The mixed case is defined in a completely analogous manner by just replacing continuous kernels \(K_h(\cdot)\) with categorical \(l_u(\cdot,\cdot;\lambda)\) or ordered discrete \(l_o(\cdot,\cdot;\eta)\) kernels.

Importantly, the trick described in Proposition 4.1 holds with obvious modifications. It also holds for the mixed case and the Nadaraya–Watson estimator.

Proposition 5.1 For \(q=0,1\), the weights of the leave-one-out estimator \(\hat{m}_{-i}(\mathbf{x};q,h)=\sum_{\substack{j=1\\j\neq i}}^nW_{-i,j}^q(\mathbf{x})Y_j\) can be obtained from \(\hat{m}(\mathbf{x};q,h)=\sum_{i=1}^nW_{i}^q(\mathbf{x})Y_i\):

\[\begin{align} W_{-i,j}^q(\mathbf{x})=\frac{W^q_j(\mathbf{x})}{\sum_{\substack{k=1\\k\neq i}}^nW_k^q(\mathbf{x})}=\frac{W^q_j(\mathbf{x})}{1-W_i^q(\mathbf{x})}.\tag{5.9} \end{align}\]

This implies that

\[\begin{align} \mathrm{CV}(\mathbf{h})=\frac{1}{n}\sum_{i=1}^n\left(\frac{Y_i-\hat{m}(\mathbf{X}_i;q,h)}{1-W_i^q(\mathbf{X}_i)}\right)^2.\tag{5.10} \end{align}\]

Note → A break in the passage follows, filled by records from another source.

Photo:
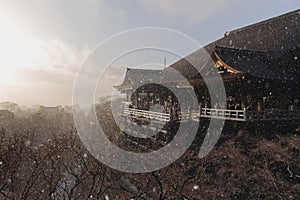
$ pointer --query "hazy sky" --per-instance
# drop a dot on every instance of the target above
(43, 43)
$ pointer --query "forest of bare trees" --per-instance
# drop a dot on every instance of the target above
(42, 157)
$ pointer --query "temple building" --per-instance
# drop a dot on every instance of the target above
(259, 66)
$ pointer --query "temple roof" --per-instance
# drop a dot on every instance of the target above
(280, 33)
(263, 64)
(269, 49)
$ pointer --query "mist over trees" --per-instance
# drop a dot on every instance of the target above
(42, 157)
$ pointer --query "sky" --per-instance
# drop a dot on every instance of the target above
(44, 43)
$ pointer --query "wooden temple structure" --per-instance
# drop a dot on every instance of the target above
(260, 68)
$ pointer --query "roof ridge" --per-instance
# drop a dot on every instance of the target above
(263, 22)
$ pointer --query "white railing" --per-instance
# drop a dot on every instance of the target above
(235, 115)
(273, 114)
(147, 114)
(226, 114)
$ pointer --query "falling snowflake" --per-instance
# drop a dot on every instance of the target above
(196, 187)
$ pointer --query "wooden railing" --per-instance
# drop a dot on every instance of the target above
(226, 114)
(273, 114)
(147, 114)
(235, 115)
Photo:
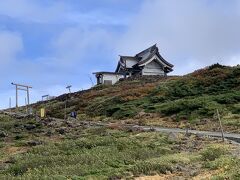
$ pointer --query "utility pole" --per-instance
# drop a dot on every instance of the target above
(69, 89)
(220, 123)
(10, 103)
(23, 88)
(45, 96)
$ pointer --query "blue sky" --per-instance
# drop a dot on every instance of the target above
(52, 43)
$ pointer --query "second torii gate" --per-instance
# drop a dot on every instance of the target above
(23, 88)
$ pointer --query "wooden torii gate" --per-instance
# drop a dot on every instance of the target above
(23, 88)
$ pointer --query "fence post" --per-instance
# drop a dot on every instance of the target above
(219, 119)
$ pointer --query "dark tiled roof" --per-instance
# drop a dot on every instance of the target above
(144, 56)
(105, 72)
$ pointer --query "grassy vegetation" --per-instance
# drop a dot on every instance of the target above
(192, 98)
(38, 150)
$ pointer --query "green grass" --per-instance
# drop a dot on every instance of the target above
(116, 154)
(102, 153)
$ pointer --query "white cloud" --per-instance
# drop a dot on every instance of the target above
(10, 45)
(187, 32)
(54, 12)
(75, 44)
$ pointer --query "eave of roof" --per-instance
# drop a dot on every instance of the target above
(105, 72)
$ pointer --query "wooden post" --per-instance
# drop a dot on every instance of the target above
(219, 119)
(65, 111)
(10, 103)
(28, 100)
(16, 96)
(24, 88)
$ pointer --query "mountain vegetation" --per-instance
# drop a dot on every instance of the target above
(192, 99)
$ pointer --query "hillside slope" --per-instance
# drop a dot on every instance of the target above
(192, 98)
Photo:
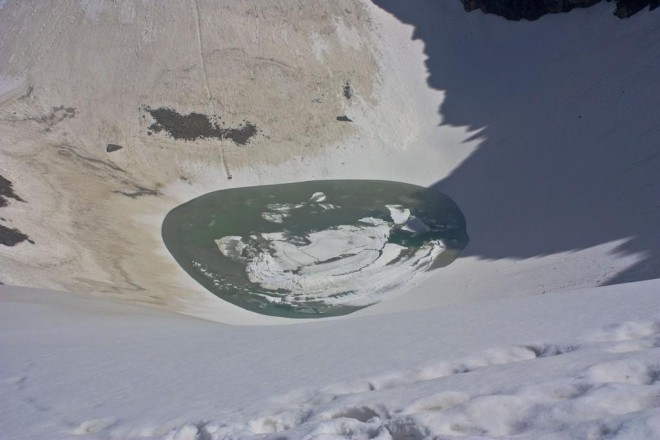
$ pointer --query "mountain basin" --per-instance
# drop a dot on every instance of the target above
(314, 249)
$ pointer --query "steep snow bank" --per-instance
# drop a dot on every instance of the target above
(577, 364)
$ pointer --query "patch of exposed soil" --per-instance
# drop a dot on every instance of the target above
(11, 237)
(113, 147)
(139, 191)
(195, 126)
(7, 192)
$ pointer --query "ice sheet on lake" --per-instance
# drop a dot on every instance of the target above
(350, 264)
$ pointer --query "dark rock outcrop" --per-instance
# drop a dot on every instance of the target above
(534, 9)
(113, 147)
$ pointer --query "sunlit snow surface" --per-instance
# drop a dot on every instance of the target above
(313, 248)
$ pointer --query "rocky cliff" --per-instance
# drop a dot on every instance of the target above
(534, 9)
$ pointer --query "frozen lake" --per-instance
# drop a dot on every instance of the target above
(313, 249)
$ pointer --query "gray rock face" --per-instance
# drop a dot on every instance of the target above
(534, 9)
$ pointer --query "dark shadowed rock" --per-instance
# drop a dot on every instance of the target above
(534, 9)
(7, 192)
(11, 237)
(113, 147)
(195, 126)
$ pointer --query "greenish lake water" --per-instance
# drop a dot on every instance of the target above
(313, 249)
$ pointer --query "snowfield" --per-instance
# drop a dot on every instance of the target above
(544, 133)
(579, 364)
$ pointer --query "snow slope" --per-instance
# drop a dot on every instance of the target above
(442, 99)
(578, 364)
(545, 134)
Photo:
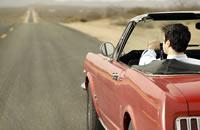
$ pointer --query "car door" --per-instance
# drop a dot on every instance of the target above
(111, 74)
(106, 92)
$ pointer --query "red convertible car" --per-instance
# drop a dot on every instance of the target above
(164, 95)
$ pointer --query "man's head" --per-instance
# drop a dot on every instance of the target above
(176, 36)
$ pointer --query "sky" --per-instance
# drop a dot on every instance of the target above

Remark. As in the univariate case, computing (5.10) requires evaluating the local polynomial estimator at the sample \(\{\mathbf{X}_i\}_{i=1}^n\) and obtaining \(\{W_i^q(\mathbf{X}_i)\}_{i=1}^n\) (which are needed to evaluate \(\hat{m}(\mathbf{X}_i;q,h)\)). Both tasks can be achieved simultaneously from the \(n\times n\) matrix \(\big(W_{i}^q(\mathbf{X}_j)\big)_{ij}\). Evaluating \(\hat{m}_{-i}(\mathbf{x};q,h)\), because of (5.9), can be done with the weights \(\{W_i^q(\mathbf{x})\}_{i=1}^n\).

Exercise 5.5 Implement an R function to compute (5.10) for the local constant estimator with multivariate (continuous) predictor. The function must receive as arguments the sample \((\mathbf{X}_1,Y_1),\ldots,(\mathbf{X}_n,Y_n)\) and the bandwidth vector \(\mathbf{h}\). Use the normal kernel. Test your implementation by:

  1. Simulating a random sample from a regression model with two predictors.
  2. Computing its cross-validation bandwidths via np::npregbw.
  3. Plotting a contour of the function \((h_1,h_2)\mapsto \mathrm{CV}(h_1,h_2)\) and checking that the minimum of this surface and the solution given by np::npregbw coincide.